Germany extends pensions for Nazi ghettos' Jewish workers
BERLIN (Reuters) - Germany's Labour Ministry is to bring in new legislation extending the pension rights of thousands of Jews forced to work in Nazi-era ghettos, Spiegel magazine reported on Sunday.
Spiegel said the ministry had presented the proposal to an Israeli delegation visiting Berlin last week, and it would be worth an average of 15,000 euros ($20,400) extra to each of the 130,000 former ghetto workers living in Israel.
Germany first began paying pensions for ghetto workers from 1997. Those who applied later than that year could only claim four years' worth of back payment.
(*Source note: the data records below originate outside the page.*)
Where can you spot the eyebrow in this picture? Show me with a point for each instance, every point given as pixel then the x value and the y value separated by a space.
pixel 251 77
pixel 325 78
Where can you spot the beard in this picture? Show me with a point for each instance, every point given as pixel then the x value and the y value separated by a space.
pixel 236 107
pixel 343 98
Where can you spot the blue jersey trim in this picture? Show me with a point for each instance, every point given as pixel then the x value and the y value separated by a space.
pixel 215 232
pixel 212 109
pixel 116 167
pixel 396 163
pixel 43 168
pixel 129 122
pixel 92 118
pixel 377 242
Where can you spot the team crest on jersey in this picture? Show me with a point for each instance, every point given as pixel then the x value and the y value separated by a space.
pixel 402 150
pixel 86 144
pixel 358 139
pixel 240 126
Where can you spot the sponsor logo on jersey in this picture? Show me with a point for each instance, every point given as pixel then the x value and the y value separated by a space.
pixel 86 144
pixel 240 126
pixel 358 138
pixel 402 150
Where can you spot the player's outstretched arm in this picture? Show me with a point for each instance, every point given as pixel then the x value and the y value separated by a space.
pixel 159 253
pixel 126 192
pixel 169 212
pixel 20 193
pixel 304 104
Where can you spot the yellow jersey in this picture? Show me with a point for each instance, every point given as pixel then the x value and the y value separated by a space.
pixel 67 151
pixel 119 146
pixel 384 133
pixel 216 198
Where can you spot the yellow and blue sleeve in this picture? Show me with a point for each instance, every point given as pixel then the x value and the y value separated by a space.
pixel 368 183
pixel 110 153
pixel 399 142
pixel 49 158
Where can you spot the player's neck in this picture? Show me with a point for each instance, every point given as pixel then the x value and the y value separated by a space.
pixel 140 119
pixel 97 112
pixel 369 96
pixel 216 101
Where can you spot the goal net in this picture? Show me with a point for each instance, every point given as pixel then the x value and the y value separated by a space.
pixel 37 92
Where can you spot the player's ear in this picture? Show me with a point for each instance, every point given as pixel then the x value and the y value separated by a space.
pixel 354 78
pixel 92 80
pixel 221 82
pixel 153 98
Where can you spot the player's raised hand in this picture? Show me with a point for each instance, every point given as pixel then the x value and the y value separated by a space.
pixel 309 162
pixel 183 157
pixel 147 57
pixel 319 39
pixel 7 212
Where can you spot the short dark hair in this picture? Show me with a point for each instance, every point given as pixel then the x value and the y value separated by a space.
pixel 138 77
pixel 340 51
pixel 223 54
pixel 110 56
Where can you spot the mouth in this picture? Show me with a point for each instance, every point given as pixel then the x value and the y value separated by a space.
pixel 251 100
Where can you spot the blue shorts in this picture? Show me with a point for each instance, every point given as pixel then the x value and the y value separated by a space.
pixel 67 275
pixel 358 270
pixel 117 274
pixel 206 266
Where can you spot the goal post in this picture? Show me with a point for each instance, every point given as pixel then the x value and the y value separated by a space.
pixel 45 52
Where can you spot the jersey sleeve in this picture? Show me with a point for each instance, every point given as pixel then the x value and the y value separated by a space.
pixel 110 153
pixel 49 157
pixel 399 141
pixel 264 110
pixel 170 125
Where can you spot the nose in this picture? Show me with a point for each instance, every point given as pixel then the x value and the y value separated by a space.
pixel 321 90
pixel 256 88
The new legislation would overrule that, and allow all to claim from 1997, Spiegel said.
A spokesman for the Labour Ministry declined to comment on the report but said the new government which took office in December 2013 had pledged to find a solution to the issue as quickly as possible.
"A lot of progress has been made already," he added.
The Nazis established at least 1,000 ghettos across occupied Europe, enclosing the local Jewish population and forcing them to live in miserable conditions.
Most famous is the Warsaw ghetto where 400,000 Jews were crowded into an area of 1.3 square miles (3.4 sq kms), and which staged an uprising in 1943.
Some of those living in the ghettos were forced to work, and the Nazis appointed Jewish councils and a ghetto police force to enforce their orders.
From around 1941 the ghettos began to be destroyed and their Jewish inhabitants deported to death camps.